Regulation  

Ban for traders who owed £11.2m to clients

Ban for traders who owed £11.2m to clients

Two foreign exchange traders whose company collapsed owing more than £11.2m to hundreds of clients have been handed a combined 24-year ban by the Insolvency Service. 

Peter Roebuck, 65, and Francis Tarling, 75, both received a 12-year disqualification for their part in securing millions of pounds from investors, only to use the funds to pay back previous clients. 

The pair directed Concept Consultancy Services Limited and between 2011 and 2016 made private loan agreements with clients worth more than £9m. 

Clients were promised their funds would be used by a third party to conduct forex trades and expected returns in the form of monthly interest and loan repayments.

But in reality the funds were being used to pay back previous clients, and when the foreign exchange firm fell into administration in 2017 it had no funds in its bank accounts and owed at least £11.2m to more than 200 clients. 

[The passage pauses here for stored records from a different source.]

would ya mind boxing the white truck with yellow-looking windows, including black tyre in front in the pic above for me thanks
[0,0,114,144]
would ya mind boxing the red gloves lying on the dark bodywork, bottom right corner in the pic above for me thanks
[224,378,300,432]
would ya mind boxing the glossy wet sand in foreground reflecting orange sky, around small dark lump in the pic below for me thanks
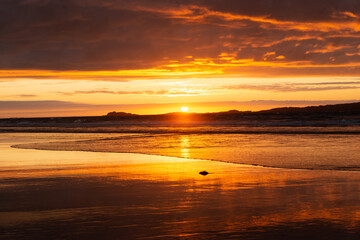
[0,134,360,239]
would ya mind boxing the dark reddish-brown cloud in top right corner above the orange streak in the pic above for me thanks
[200,0,360,22]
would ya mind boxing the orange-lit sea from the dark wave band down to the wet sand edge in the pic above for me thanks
[9,125,360,171]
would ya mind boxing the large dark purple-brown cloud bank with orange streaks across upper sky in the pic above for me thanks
[0,0,360,76]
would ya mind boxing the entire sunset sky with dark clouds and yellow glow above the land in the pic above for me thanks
[0,0,360,118]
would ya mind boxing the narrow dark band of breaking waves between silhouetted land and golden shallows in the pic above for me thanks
[0,122,360,134]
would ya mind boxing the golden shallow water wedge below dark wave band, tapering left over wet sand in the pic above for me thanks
[17,133,360,170]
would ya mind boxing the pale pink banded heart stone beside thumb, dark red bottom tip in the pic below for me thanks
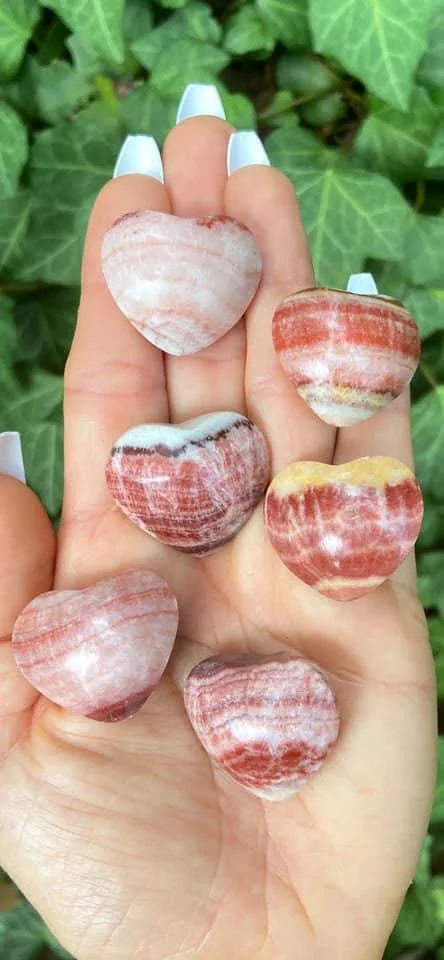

The Insolvency Service said it had found "several instances of misconduct" with at least 15 investors who entered into loan agreements with Concept Consultancy Services after September 2015 receiving no repayments. 

Investigators also found at least £8.4m of funds worth £9.3m paid by clients to the forex traders had actually been used to meet the interest and loan repayments of earlier clients.  

Rob Clarke, chief investigator for the Insolvency Service, said: "Our investigations proved that Roebuck and Tarling accepted millions of pounds from clients who thought their funds were going to be used for foreign exchange trades.

"However, this was nothing more than an unscrupulous scheme and unbeknownst to investors, new money coming in went straight out to service the debts owed to previous clients."

The ban means Mr Roebuck and Mr Tarling are prohibited from acting as directors or becoming involved with the promotion or management of a company without the permission of a court. 

Mr Clarke added: "12 years is a significant amount of time for Roebuck and Tarling to be banned from running companies, reflecting the severity of their misconduct, and this case illustrates that directors who fail in their duties will be removed from the corporate arena."